Deux indicateurs structurent les engagements de disponibilité :
| Indicateur | Définition | Exemple |
|---|---|---|
| RTO (Recovery Time Objective) | Durée maximale d’interruption acceptable | 4 heures pour un ERP, 15 minutes pour un site e-commerce |
| RPO (Recovery Point Objective) | Volume maximal de données perdues acceptable | 1 heure de transactions pour une base financière |
Un plan de continuité d’activité (PCA) formalise ces objectifs. La redondance des serveurs, la réplication des bases de données et l’hébergement multi-sites garantissent un taux de disponibilité supérieur à 99,9 %. Les bonnes pratiques de sécurisation réseau complètent ce dispositif en réduisant la surface d’attaque.
La traçabilité sécurise chaque action sur le SI
La traçabilité, aussi appelée “preuve” dans le modèle DICP, reconstitue l’historique des actions réalisées sur le système d’information. Ce critère répond à une question simple : qui a fait quoi, quand et depuis où ?

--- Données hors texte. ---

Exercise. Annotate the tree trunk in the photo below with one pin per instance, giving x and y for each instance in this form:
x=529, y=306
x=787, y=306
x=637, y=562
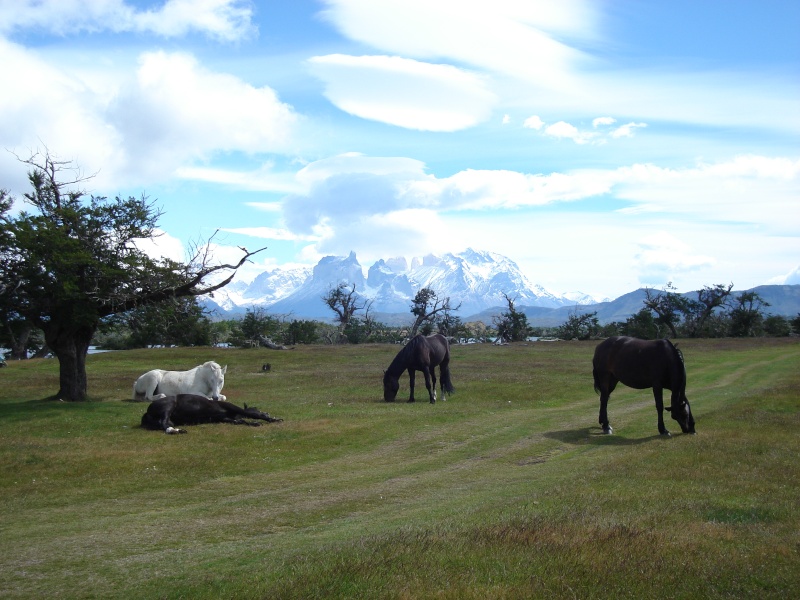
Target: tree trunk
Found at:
x=70, y=345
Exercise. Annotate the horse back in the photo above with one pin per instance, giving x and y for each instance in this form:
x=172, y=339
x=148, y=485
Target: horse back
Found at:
x=639, y=363
x=430, y=351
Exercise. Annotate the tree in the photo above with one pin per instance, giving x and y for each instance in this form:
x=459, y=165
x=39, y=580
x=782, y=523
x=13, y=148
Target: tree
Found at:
x=795, y=324
x=579, y=327
x=344, y=302
x=301, y=332
x=708, y=300
x=642, y=325
x=426, y=305
x=777, y=326
x=668, y=305
x=747, y=317
x=73, y=262
x=512, y=325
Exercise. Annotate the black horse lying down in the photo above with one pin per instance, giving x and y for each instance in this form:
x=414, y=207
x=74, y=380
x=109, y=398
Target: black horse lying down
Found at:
x=191, y=409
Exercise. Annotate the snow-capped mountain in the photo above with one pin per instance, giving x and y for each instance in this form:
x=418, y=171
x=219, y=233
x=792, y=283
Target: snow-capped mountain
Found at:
x=475, y=280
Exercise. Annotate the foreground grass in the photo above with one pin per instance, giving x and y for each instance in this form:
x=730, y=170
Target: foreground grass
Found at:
x=506, y=490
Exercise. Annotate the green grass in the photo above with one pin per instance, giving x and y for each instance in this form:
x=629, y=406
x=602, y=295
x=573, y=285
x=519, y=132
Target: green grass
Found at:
x=506, y=490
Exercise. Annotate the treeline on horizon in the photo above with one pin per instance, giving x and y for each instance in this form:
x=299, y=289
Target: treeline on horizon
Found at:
x=716, y=312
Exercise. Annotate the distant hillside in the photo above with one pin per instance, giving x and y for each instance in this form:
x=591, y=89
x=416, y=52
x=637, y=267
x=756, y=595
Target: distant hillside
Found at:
x=783, y=300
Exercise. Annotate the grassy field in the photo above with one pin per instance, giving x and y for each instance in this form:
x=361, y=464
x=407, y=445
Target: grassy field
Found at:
x=506, y=490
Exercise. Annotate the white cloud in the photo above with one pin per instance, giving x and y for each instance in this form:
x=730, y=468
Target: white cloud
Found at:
x=226, y=20
x=270, y=233
x=662, y=256
x=179, y=110
x=564, y=130
x=533, y=122
x=505, y=36
x=626, y=130
x=137, y=127
x=599, y=121
x=404, y=92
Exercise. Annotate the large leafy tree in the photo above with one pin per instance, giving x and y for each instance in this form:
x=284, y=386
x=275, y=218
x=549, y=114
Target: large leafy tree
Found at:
x=72, y=261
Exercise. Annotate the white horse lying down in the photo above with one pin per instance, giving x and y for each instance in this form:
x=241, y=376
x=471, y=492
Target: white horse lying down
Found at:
x=204, y=380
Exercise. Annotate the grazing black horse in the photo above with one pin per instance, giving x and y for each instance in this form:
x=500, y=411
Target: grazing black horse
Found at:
x=420, y=354
x=191, y=409
x=642, y=364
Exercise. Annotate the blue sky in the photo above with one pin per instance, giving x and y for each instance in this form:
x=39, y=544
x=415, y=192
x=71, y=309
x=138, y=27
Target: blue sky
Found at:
x=602, y=145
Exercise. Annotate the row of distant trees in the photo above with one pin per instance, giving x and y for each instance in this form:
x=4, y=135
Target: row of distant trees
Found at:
x=182, y=322
x=72, y=274
x=715, y=312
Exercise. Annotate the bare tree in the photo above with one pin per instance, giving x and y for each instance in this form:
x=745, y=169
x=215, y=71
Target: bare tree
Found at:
x=426, y=306
x=74, y=261
x=345, y=302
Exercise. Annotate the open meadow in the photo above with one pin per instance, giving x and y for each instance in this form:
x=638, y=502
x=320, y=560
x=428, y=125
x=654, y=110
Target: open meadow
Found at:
x=507, y=489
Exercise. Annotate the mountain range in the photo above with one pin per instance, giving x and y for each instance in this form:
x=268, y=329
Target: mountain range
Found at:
x=476, y=280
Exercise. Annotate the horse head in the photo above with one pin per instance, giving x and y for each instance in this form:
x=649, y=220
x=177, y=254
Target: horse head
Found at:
x=683, y=414
x=216, y=379
x=390, y=387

La directive NIS 2 renforce cette exigence pour 15 000 à 18 000 entités en France. Toute entreprise de plus de 50 salariés ou réalisant plus de 10 millions d’euros de chiffre d’affaires dans un secteur concerné doit notifier un incident sous 24 heures et produire un rapport détaillé (ANSSI, 2025).
En pratique, la traçabilité repose sur trois composantes :
- Journalisation centralisée : collecter les logs de tous les équipements (serveurs, pare-feu, applications) dans un SIEM
- Horodatage certifié : garantir l’intégrité temporelle des événements via un serveur NTP synchronisé
- Conservation réglementaire : archiver les traces pendant la durée imposée par le secteur d’activité (12 mois minimum pour les OIV)

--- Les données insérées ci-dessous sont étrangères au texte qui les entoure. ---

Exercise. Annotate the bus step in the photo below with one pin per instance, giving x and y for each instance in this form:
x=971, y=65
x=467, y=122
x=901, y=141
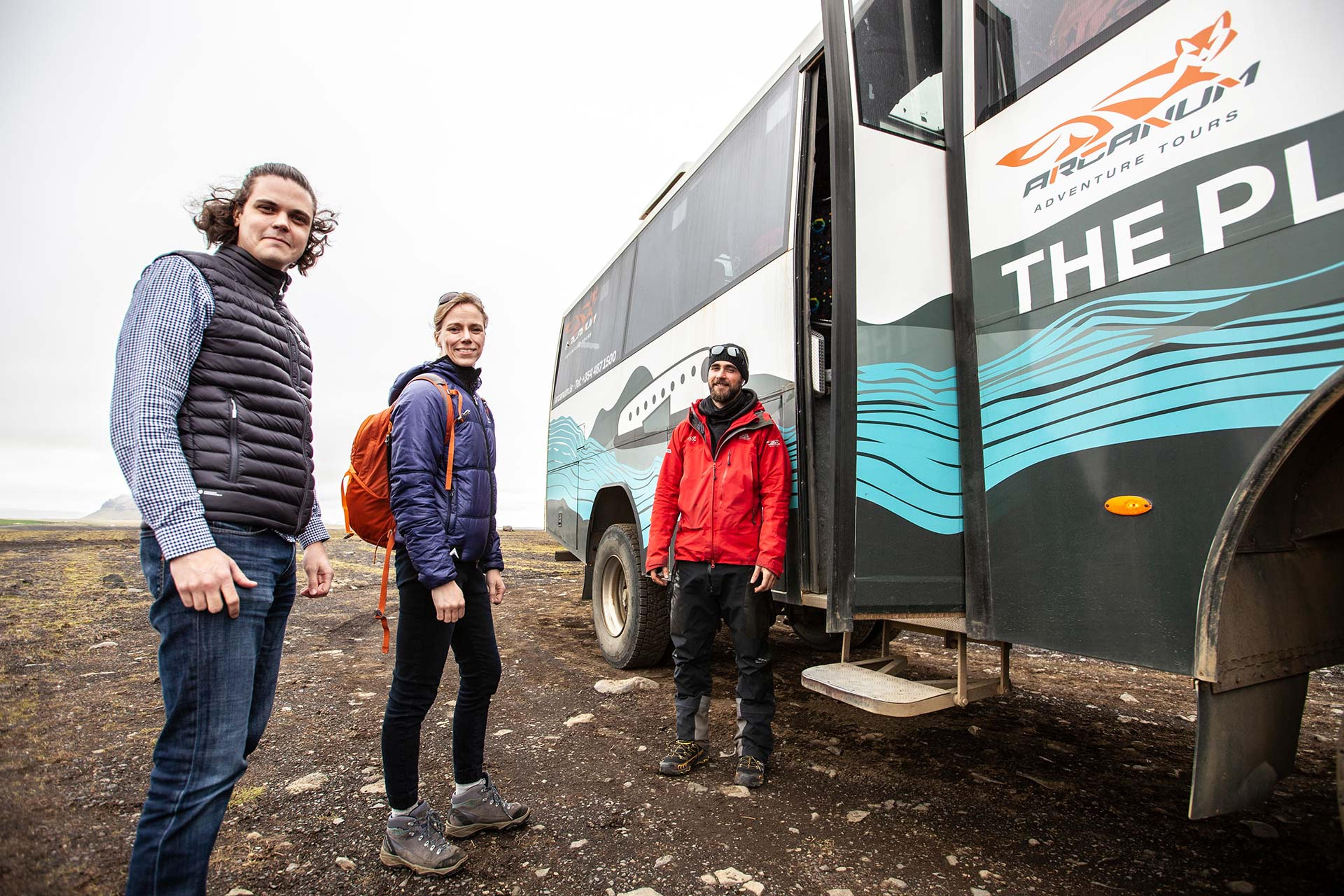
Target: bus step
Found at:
x=877, y=687
x=889, y=695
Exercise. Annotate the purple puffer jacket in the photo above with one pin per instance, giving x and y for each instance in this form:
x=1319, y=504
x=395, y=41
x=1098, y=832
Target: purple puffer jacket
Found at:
x=440, y=527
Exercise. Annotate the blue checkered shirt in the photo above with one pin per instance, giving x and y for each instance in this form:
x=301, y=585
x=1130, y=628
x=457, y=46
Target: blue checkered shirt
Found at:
x=160, y=340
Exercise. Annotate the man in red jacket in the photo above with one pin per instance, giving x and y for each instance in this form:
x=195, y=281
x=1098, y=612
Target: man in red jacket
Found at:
x=726, y=475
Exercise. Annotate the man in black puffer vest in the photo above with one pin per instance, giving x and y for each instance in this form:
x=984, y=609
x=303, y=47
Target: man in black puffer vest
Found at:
x=211, y=421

Résultat ? Un SIEM correctement configuré détecte une intrusion en quelques minutes au lieu de plusieurs semaines. Le temps moyen de détection d’une compromission atteint 258 jours sans outil de supervision centralisé (IBM, Cost of a Data Breach Report 2024).
L’authentification vérifie l’identité de chaque utilisateur
L’authentification constitue le cinquième critère, souvent intégré à la confidentialité mais distinct dans la pratique. Le hameçonnage reste le premier vecteur d’attaque en France : 55 % des cyberattaques réussies en 2025 exploitent cette technique selon le CESIN.

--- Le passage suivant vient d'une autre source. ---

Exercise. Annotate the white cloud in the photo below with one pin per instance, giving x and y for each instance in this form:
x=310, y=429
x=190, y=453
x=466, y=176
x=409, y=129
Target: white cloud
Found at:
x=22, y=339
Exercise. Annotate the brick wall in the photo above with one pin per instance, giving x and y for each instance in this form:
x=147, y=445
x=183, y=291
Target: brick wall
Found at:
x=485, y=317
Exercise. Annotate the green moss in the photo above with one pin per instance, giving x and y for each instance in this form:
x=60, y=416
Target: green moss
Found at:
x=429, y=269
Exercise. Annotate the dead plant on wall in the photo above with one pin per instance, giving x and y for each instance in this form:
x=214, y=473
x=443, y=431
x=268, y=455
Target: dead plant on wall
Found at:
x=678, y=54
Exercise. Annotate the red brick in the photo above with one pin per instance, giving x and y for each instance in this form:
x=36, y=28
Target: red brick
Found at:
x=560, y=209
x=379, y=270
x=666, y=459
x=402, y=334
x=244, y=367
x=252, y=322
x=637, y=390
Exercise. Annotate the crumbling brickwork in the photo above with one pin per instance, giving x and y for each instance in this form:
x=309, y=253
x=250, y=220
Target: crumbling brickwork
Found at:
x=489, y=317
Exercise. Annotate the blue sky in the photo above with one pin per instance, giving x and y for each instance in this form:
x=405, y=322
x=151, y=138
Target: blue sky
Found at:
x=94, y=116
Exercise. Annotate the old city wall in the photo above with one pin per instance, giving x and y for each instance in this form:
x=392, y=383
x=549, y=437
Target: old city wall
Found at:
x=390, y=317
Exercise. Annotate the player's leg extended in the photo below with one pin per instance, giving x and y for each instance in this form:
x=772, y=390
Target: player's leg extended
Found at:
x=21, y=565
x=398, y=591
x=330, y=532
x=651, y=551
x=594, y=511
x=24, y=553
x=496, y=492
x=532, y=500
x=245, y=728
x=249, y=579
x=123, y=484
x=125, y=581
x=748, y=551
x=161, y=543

L’authentification multifacteur (MFA) réduit de 99,9 % le risque de compromission de compte selon Microsoft. Trois facteurs se combinent : ce que l’utilisateur sait (mot de passe), ce qu’il possède (smartphone, clé FIDO2) et ce qu’il est (biométrie).
La priorité de déploiement du MFA suit un ordre précis :
- Messagerie professionnelle (premier vecteur d’attaque)
- VPN et accès distants
- Consoles d’administration (Active Directory, cloud)
- Applications métiers critiques (ERP, CRM)
Autre point : les mots de passe seuls ne suffisent plus. L’ANSSI recommande un minimum de 12 caractères avec majuscules, minuscules, chiffres et caractères spéciaux. Les gestionnaires de mots de passe (Bitwarden, KeePass) éliminent le risque de réutilisation entre services. La sécurité informatique des PME commence souvent par ce chantier, accessible et immédiatement efficace.
Évaluer ces critères avec la méthode DICP
La classification DICP attribue à chaque actif du SI une note de 1 à 4 sur chaque critère. Cette grille objective les priorités d’investissement et aligne la sécurité sur les enjeux métiers.
Exemple : un serveur de messagerie reçoit une note élevée en disponibilité (interruption visible immédiatement) et en confidentialité (emails sensibles). Un site vitrine public obtient une note faible en confidentialité mais élevée en disponibilité.
L’ANSSI recommande cette approche comme socle de toute analyse de risques (méthode EBIOS RM). La norme ISO 27001, adoptée par plus de 70 000 organisations dans le monde, structure ces exigences dans un système de management certifiable. La protection des données personnelles en entreprise s’inscrit dans cette démarche globale.
Prochaine étape : cartographier vos actifs critiques et leur attribuer un score DICP. Identifier les trois actifs les plus exposés. Lancer un audit ciblé sur ces périmètres. Les premiers résultats apparaissent sous 4 à 6 semaines.